Publié le par Marie-Françoise Saulue-Laborde

CHAPITRE 5

Le dimanche n’était pas un jour comme les autres.

Personne ne travaillait aux champs. Mais, il fallait quand même s’occuper des vaches. C’est pourquoi, ce dimanche, le père et la mère se levèrent comme chaque matin, à la même heure. Le père s’habilla rapidement et partit vers l’étable : il fallait traire les vaches et les faire sortir.

Aujourd’hui, elles se contenteraient du champ le plus proche.

Ils s’installèrent sur les petits tabourets à trois pieds, qu’ils déplaçaient de vache en vache, le seau à la main, pour récolter le lait qu’ils verseraient ensuite dans des pots en métal de tailles diverses, qui iraient attendre les clients sur l’appui de la fenêtre de la cuisine.

Le père fit sortir les vaches et les poussa vers la barrière ouverte. Elles y allaient sans hâte, secouant leurs bonnes grosses têtes pour chasser les mouches qui leur faisaient cortège et faisant chanter leurs clarines.

Sitôt la barrière refermée, il se dirigea vers la salle.

A part les plus jeunes, personne ne prit de petit-déjeuner. Aucune odeur de café, ni de soupe à réchauffer, ni de jambon ou d’œufs frits. Il fallait rester à jeun et ne rien manger à partir de minuit pour pouvoir communier pendant la messe.

Seuls Antoine et Mélanie avalèrent leurs bols de lait et leurs tartines de confiture.

Chacun vint chercher  un broc d’eau chaude pour faire une toilette plus soignée.

On préparait aussi les habits et les chaussures du dimanche qui devaient être bien propres et pas crottées de boue comme les sabots ou les galoches de travail.

Pendant ce temps, la mère mit en route son repas pour que tout soit prêt à leur retour.
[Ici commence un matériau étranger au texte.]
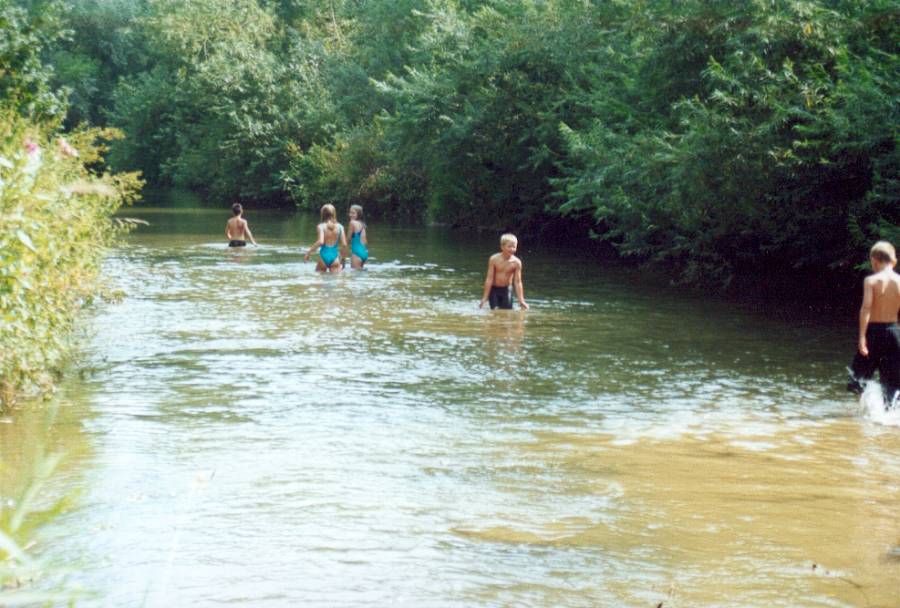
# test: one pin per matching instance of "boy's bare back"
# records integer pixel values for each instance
(504, 269)
(884, 290)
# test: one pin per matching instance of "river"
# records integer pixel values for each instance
(243, 431)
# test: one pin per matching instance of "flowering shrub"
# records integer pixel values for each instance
(55, 223)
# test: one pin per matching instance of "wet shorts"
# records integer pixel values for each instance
(499, 297)
(883, 340)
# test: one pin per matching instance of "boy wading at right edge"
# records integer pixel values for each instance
(504, 270)
(879, 335)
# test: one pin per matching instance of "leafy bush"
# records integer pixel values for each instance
(55, 224)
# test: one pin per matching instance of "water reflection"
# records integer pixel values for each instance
(265, 435)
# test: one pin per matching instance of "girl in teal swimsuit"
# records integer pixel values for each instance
(330, 242)
(359, 253)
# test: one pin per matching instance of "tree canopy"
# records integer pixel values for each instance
(719, 139)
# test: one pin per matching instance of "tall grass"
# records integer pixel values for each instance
(56, 207)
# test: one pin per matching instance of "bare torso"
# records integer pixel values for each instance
(504, 269)
(885, 287)
(235, 229)
(330, 235)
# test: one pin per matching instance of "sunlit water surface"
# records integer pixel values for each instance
(244, 431)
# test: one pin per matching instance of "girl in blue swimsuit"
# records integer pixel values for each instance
(359, 253)
(330, 242)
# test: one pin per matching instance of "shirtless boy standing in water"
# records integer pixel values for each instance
(237, 231)
(879, 335)
(504, 269)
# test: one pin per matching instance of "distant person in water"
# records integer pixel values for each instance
(359, 253)
(504, 271)
(237, 230)
(331, 241)
(879, 335)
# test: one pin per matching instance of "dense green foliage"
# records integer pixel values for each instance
(54, 226)
(716, 137)
(56, 205)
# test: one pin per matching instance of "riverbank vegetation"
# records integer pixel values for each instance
(56, 206)
(717, 139)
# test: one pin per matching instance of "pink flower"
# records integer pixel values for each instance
(65, 148)
(32, 148)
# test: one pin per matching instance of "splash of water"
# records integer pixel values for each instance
(874, 408)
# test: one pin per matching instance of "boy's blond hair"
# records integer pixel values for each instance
(884, 252)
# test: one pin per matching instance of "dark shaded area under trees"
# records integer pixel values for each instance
(720, 140)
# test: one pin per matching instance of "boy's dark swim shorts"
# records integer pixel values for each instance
(499, 297)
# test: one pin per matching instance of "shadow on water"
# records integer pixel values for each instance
(375, 438)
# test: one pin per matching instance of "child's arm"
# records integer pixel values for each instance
(320, 239)
(488, 282)
(249, 234)
(520, 288)
(865, 311)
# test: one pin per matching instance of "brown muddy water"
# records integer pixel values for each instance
(243, 431)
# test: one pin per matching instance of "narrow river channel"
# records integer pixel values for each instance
(244, 431)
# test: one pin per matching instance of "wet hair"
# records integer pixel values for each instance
(884, 252)
(328, 215)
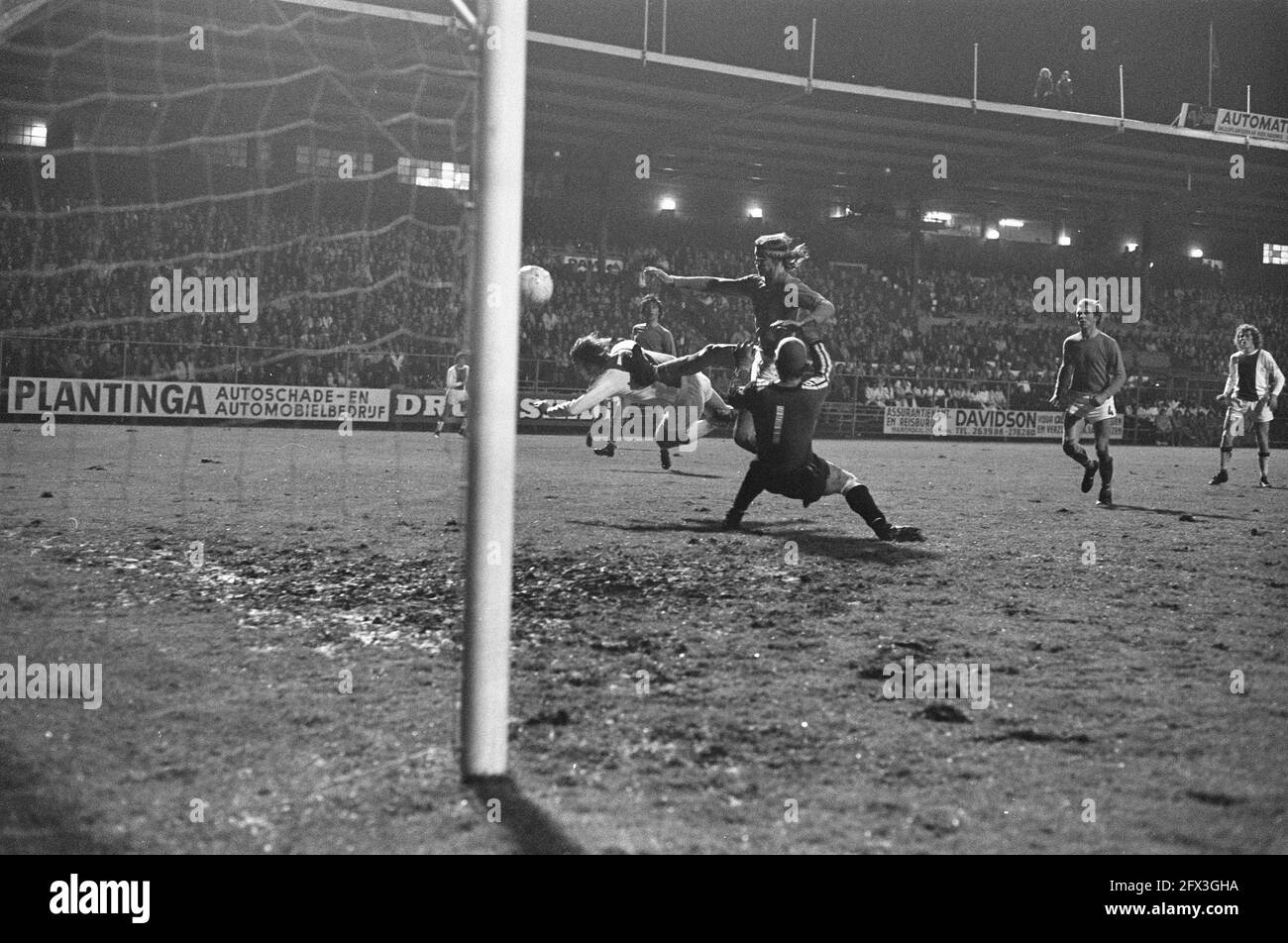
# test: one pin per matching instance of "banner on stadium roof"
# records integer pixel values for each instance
(1012, 424)
(174, 399)
(1250, 124)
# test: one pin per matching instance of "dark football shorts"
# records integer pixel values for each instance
(805, 484)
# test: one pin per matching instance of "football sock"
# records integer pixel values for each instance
(747, 493)
(862, 504)
(1077, 453)
(1107, 470)
(745, 432)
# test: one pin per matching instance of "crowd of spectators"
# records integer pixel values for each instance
(381, 303)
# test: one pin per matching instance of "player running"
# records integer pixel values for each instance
(1252, 392)
(785, 415)
(458, 392)
(1091, 372)
(776, 295)
(626, 371)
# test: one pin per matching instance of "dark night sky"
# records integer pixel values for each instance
(925, 46)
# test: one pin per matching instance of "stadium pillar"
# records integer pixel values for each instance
(913, 253)
(494, 344)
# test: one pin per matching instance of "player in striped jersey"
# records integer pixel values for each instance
(626, 371)
(776, 295)
(785, 414)
(1252, 392)
(1091, 372)
(458, 393)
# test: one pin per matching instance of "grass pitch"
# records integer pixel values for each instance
(675, 688)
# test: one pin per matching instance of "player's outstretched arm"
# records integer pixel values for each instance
(724, 286)
(1061, 379)
(1232, 380)
(1276, 380)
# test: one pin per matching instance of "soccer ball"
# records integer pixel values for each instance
(535, 285)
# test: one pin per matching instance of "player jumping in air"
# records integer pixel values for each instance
(785, 414)
(776, 295)
(1252, 392)
(458, 392)
(1091, 372)
(625, 369)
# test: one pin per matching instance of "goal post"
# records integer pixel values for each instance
(494, 347)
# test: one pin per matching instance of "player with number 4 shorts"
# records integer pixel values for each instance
(1250, 394)
(1091, 372)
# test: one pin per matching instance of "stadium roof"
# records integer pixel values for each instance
(703, 125)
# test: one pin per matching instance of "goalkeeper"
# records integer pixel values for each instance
(785, 415)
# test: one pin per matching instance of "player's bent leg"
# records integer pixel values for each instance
(1106, 462)
(712, 355)
(857, 495)
(745, 432)
(1078, 454)
(717, 410)
(1263, 453)
(747, 492)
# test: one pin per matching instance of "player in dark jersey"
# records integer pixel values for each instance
(785, 414)
(1250, 392)
(1091, 372)
(776, 295)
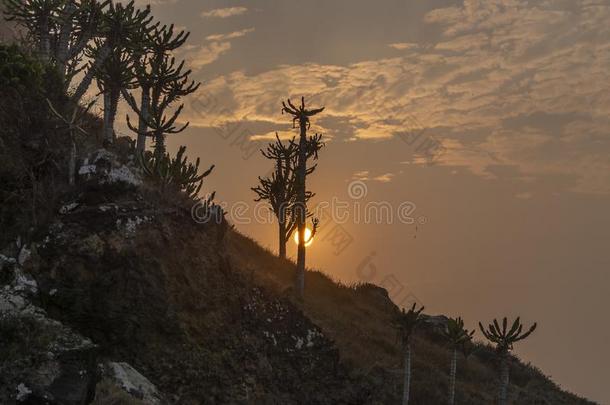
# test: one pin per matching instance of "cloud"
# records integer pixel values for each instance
(206, 54)
(506, 83)
(401, 46)
(224, 12)
(231, 35)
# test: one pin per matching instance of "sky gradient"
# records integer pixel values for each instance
(509, 209)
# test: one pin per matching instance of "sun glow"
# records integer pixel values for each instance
(308, 238)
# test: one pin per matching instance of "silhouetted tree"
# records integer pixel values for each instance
(61, 29)
(504, 339)
(78, 24)
(307, 147)
(38, 17)
(149, 71)
(175, 174)
(406, 322)
(457, 335)
(73, 125)
(280, 189)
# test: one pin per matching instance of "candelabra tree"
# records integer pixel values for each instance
(78, 24)
(504, 338)
(122, 28)
(405, 323)
(169, 83)
(61, 29)
(114, 76)
(279, 190)
(151, 72)
(72, 123)
(38, 17)
(301, 116)
(457, 336)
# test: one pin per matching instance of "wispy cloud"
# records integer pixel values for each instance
(224, 12)
(206, 54)
(231, 35)
(533, 95)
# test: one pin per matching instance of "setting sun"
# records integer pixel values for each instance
(308, 237)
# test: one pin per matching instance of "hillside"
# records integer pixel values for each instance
(112, 294)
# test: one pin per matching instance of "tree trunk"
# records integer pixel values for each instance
(504, 377)
(142, 126)
(301, 212)
(111, 102)
(282, 238)
(88, 78)
(72, 163)
(452, 374)
(407, 376)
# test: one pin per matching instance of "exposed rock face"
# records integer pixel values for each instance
(44, 362)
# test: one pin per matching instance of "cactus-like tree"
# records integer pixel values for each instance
(302, 115)
(77, 25)
(72, 123)
(122, 28)
(405, 323)
(61, 29)
(154, 70)
(504, 338)
(174, 173)
(457, 336)
(279, 190)
(114, 76)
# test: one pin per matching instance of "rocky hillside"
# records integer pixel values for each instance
(112, 294)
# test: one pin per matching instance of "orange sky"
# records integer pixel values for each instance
(511, 213)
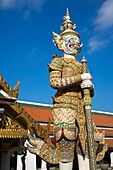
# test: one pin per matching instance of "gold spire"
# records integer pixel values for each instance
(67, 24)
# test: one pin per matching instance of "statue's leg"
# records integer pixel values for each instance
(83, 163)
(65, 166)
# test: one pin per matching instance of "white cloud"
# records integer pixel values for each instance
(104, 19)
(95, 43)
(102, 33)
(19, 4)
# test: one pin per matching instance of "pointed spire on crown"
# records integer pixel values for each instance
(68, 24)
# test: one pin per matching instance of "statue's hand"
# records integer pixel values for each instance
(87, 84)
(34, 144)
(86, 76)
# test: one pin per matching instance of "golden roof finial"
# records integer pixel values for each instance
(68, 24)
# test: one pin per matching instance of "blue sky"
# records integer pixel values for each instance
(26, 45)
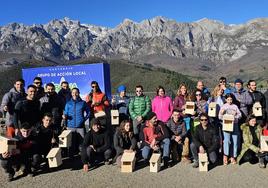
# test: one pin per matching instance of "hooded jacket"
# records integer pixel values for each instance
(10, 99)
(163, 108)
(243, 100)
(74, 110)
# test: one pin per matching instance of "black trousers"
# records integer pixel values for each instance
(25, 160)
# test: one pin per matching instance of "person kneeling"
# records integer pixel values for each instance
(25, 156)
(205, 140)
(250, 149)
(155, 135)
(96, 145)
(124, 140)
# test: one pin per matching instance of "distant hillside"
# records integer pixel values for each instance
(122, 72)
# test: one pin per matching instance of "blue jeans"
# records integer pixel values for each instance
(164, 144)
(227, 141)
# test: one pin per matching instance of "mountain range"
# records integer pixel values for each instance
(205, 49)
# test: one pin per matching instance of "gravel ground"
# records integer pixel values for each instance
(180, 175)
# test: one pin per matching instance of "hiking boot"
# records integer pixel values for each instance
(10, 177)
(195, 164)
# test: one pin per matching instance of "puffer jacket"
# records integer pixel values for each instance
(163, 108)
(100, 99)
(74, 110)
(10, 99)
(243, 100)
(247, 138)
(139, 106)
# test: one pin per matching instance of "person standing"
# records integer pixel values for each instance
(121, 103)
(27, 110)
(205, 140)
(9, 101)
(65, 92)
(40, 91)
(52, 103)
(242, 99)
(257, 96)
(74, 114)
(162, 105)
(232, 109)
(139, 107)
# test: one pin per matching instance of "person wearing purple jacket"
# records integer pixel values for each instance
(162, 105)
(232, 109)
(242, 99)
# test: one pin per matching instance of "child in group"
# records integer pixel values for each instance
(25, 156)
(232, 109)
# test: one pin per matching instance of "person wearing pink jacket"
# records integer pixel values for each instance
(162, 105)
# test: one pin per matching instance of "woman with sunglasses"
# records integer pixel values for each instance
(232, 109)
(97, 102)
(219, 99)
(205, 140)
(162, 105)
(200, 103)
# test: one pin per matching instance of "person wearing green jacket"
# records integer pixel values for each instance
(139, 107)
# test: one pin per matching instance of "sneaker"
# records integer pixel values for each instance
(225, 160)
(10, 177)
(107, 162)
(261, 163)
(186, 160)
(166, 162)
(233, 161)
(196, 164)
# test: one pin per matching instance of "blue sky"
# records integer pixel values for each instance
(111, 12)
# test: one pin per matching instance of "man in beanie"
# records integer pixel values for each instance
(242, 99)
(121, 102)
(155, 135)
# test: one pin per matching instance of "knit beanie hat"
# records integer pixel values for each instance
(150, 115)
(238, 81)
(121, 88)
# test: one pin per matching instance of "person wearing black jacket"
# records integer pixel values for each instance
(179, 141)
(257, 96)
(27, 110)
(96, 145)
(155, 135)
(26, 155)
(124, 140)
(205, 140)
(52, 103)
(47, 134)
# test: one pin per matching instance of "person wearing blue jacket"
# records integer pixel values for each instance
(74, 115)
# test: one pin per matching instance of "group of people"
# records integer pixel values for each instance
(36, 117)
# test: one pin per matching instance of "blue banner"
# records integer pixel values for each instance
(79, 76)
Dans la cheminée, elle mit à chauffer une marmite d’eau dans laquelle elle ajouta un oignon piqué de clous de girofle, du thym, du laurier, une gousse d’ail, et elle y jeta les haricots blancs qui avaient trempé toute la nuit. A leur retour, ils seraient bons à être assaisonnés.

Elle enduisit les poulets de graisse, sala, poivra et les mit au four. Quand on les mangerait, leur peau serait craquante et leur chair tendre et juteuse.

Il fut bientôt l’heure de partir. La mère inspecta les tenues, rectifia un col de chemise par ci, tira sur une jupe par là, remonta des chaussettes, aplatit d’une tape quelques épis récalcitrants. Vérifia que chacun ait son missel. Et ils se mirent en route, Vincent et Anna compris. L’église était proche, ils n’avaient guère de chemin à faire.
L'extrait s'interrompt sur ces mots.